体重移動と積極的なフェースターンで飛ばすスウィングから、クラブが自然にターンする動きに従う、クラブの特性を生かしたスウィングへ。その長く苦しいスウィング改造の結果が、ついに出たのが今回の日本プロだったと言えます。

画像: インパクトでの手元の浮きが見られなくなり、インパクトが安定した(写真はダンロップ・スリクソン福島オープン)

インパクトでの手元の浮きが見られなくなり、インパクトが安定した(写真はダンロップ・スリクソン福島オープン)

「今は95%くらいで打って295Y飛ばすというよりも、まず、85%で打って285Yの精度をどれだけ上げられるかが大事だと思います」石川選手がそう語っていたのは2017年末ですが、日本プロの4日間での平均飛距離は315ヤードで、全体の2位。

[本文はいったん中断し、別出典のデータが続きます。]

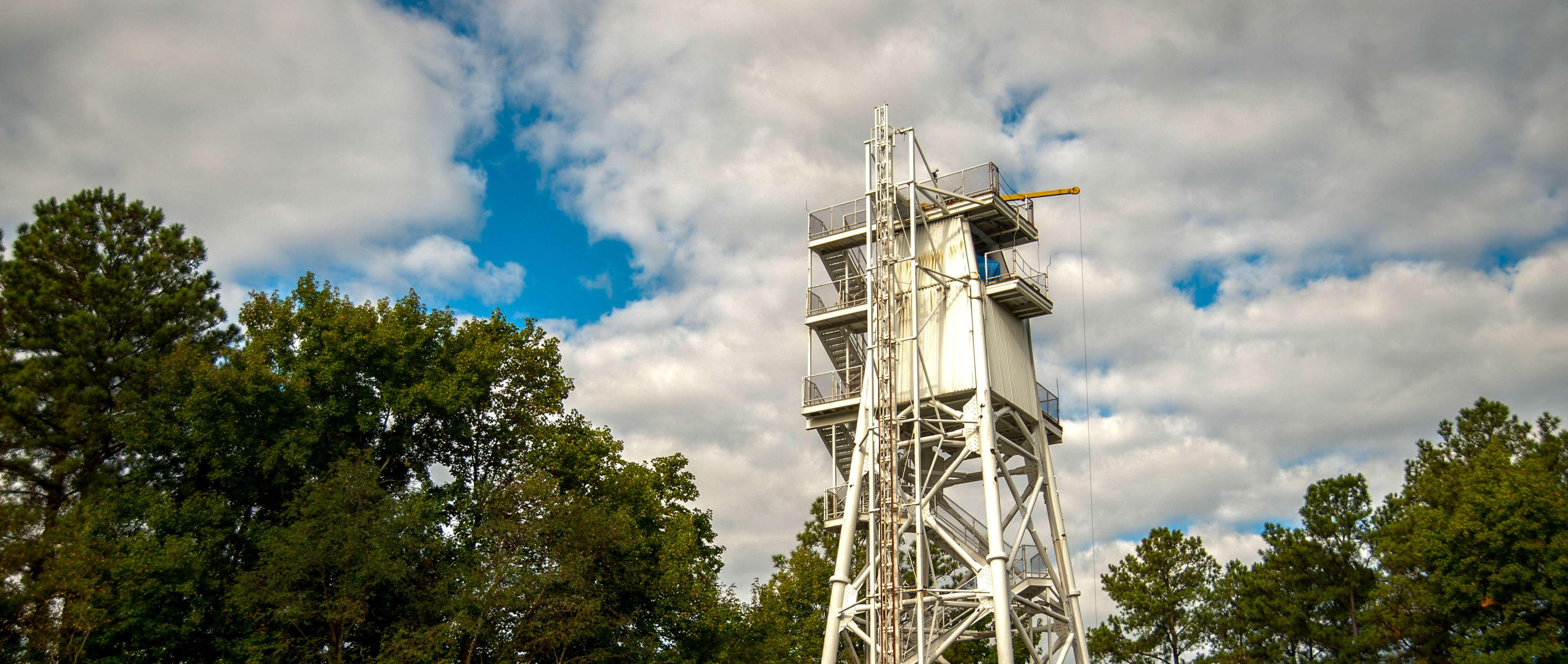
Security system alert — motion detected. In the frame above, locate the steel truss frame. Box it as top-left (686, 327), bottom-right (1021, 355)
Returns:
top-left (822, 105), bottom-right (1088, 664)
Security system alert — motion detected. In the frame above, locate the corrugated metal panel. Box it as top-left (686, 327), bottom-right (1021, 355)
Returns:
top-left (985, 298), bottom-right (1036, 414)
top-left (899, 284), bottom-right (975, 401)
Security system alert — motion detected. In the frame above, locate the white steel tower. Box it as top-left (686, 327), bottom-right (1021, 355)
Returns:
top-left (801, 106), bottom-right (1088, 664)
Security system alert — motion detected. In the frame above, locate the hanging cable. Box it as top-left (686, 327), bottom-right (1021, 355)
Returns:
top-left (1079, 190), bottom-right (1099, 622)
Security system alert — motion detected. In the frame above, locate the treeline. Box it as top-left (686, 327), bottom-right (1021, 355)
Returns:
top-left (0, 191), bottom-right (1568, 664)
top-left (0, 191), bottom-right (745, 663)
top-left (1090, 399), bottom-right (1568, 664)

そして、10代の頃の彼のように“マン振り”している様子は見られません。

関係者の話では、トレーニングにかなりハードに取り組んでいるのだそうです。トレーニングを苦手としていた天才肌の石川選手が、腰痛を抱え、今年プロ人生初の棄権を経験したことでトレーニングへの意識が変化し、実際に目で見てわかるレベルで体が大きくなっていました。

画像: 右手首の角度がキープされ、フェースのターンをおさえることで正確に飛ばしている。それでいて飛距離も出ているのはトレーニンングの成果だ

右手首の角度がキープされ、フェースのターンをおさえることで正確に飛ばしている。それでいて飛距離も出ているのはトレーニンングの成果だ

正面からのインパクトを見ても、インパクト直後でも右手首の角度がキープされ、手元のターンが抑えられているのがわかります。クラブのリリースを遅らせて、コントロールを重視しながら315ヤードを平均で飛ばせるのは、今の石川遼選手の明確な強みと言えるでしょう。

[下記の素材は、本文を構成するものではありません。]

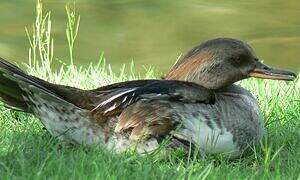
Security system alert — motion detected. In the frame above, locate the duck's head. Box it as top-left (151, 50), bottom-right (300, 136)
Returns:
top-left (165, 38), bottom-right (296, 89)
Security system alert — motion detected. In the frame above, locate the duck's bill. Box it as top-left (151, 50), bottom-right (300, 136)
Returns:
top-left (249, 61), bottom-right (296, 81)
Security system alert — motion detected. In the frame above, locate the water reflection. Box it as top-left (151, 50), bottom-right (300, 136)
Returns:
top-left (0, 0), bottom-right (300, 71)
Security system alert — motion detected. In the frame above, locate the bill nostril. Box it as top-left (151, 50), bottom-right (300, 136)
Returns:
top-left (263, 66), bottom-right (270, 70)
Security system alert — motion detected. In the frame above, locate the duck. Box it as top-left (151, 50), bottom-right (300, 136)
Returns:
top-left (0, 38), bottom-right (296, 157)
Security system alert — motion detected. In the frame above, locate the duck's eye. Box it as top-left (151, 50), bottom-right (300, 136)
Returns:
top-left (234, 57), bottom-right (242, 63)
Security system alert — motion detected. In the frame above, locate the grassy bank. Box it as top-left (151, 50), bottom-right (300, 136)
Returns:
top-left (0, 1), bottom-right (300, 179)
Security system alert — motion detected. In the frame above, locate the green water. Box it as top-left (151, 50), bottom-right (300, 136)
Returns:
top-left (0, 0), bottom-right (300, 71)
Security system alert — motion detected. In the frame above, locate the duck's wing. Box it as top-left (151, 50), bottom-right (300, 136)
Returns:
top-left (92, 80), bottom-right (215, 139)
top-left (91, 80), bottom-right (215, 116)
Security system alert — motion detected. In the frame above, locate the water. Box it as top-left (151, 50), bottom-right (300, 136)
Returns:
top-left (0, 0), bottom-right (300, 72)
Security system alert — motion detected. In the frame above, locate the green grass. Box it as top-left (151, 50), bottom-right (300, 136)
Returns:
top-left (0, 2), bottom-right (300, 179)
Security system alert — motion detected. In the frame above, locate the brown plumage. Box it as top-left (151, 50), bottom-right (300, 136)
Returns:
top-left (0, 38), bottom-right (295, 154)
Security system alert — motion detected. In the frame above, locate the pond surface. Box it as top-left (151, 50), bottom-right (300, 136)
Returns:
top-left (0, 0), bottom-right (300, 72)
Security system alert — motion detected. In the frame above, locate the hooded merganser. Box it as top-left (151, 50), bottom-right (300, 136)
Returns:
top-left (0, 38), bottom-right (296, 156)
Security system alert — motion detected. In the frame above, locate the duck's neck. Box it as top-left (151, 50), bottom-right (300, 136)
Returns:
top-left (215, 84), bottom-right (253, 97)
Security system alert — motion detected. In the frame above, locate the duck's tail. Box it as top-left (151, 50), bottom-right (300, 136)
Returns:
top-left (0, 58), bottom-right (88, 113)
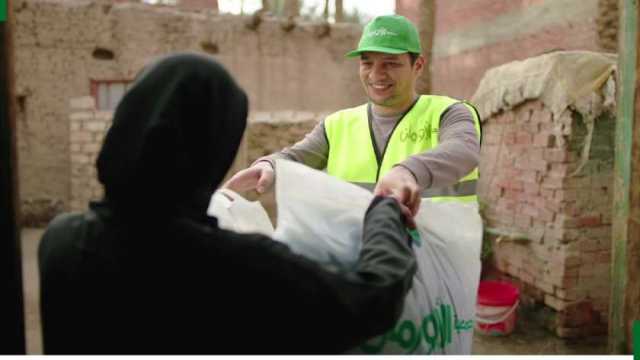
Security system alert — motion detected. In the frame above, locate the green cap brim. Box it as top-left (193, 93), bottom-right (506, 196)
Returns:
top-left (345, 46), bottom-right (409, 58)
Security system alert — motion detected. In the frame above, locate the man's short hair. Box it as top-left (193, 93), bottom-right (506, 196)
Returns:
top-left (409, 53), bottom-right (420, 66)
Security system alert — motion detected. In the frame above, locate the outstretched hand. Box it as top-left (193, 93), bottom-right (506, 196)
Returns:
top-left (222, 161), bottom-right (275, 194)
top-left (373, 166), bottom-right (421, 227)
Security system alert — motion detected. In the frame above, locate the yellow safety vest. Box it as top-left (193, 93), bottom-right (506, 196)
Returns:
top-left (324, 95), bottom-right (480, 202)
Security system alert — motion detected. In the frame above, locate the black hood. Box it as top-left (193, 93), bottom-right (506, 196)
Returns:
top-left (96, 53), bottom-right (247, 216)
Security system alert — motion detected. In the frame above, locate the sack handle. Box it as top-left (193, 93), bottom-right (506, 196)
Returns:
top-left (216, 188), bottom-right (240, 202)
top-left (476, 299), bottom-right (520, 325)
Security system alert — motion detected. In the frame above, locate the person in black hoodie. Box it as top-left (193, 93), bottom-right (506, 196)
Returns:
top-left (39, 54), bottom-right (416, 354)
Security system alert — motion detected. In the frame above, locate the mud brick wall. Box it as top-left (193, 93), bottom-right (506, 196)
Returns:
top-left (69, 96), bottom-right (113, 211)
top-left (11, 0), bottom-right (364, 222)
top-left (69, 97), bottom-right (326, 214)
top-left (396, 0), bottom-right (618, 99)
top-left (479, 101), bottom-right (615, 337)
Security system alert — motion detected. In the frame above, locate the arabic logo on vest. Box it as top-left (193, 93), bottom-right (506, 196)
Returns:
top-left (367, 28), bottom-right (398, 37)
top-left (400, 127), bottom-right (436, 143)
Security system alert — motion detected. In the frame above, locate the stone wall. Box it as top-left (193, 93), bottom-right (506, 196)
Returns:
top-left (13, 0), bottom-right (364, 222)
top-left (479, 100), bottom-right (615, 337)
top-left (69, 97), bottom-right (326, 217)
top-left (396, 0), bottom-right (617, 99)
top-left (69, 96), bottom-right (108, 211)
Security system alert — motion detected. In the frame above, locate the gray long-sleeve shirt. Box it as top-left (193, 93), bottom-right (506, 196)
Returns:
top-left (257, 103), bottom-right (480, 189)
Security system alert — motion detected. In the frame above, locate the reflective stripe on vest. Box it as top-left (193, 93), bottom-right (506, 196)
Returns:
top-left (325, 95), bottom-right (480, 202)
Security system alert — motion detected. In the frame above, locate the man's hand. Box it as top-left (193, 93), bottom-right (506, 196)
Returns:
top-left (222, 161), bottom-right (275, 194)
top-left (373, 166), bottom-right (421, 217)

手が浮くクセ。腰痛。それらがもたらしたドライバーの不調に端を発する長いトンネル。そのトンネルを、時に道に迷いながらも手探りで進み、ついには出口にまでたどり着いたことに、心から拍手を送りたいと思います。とはいえ、まだ1勝。今シーズンこれから何勝してくれるのか、石川遼の“これから”を何より楽しみにしたいと思います。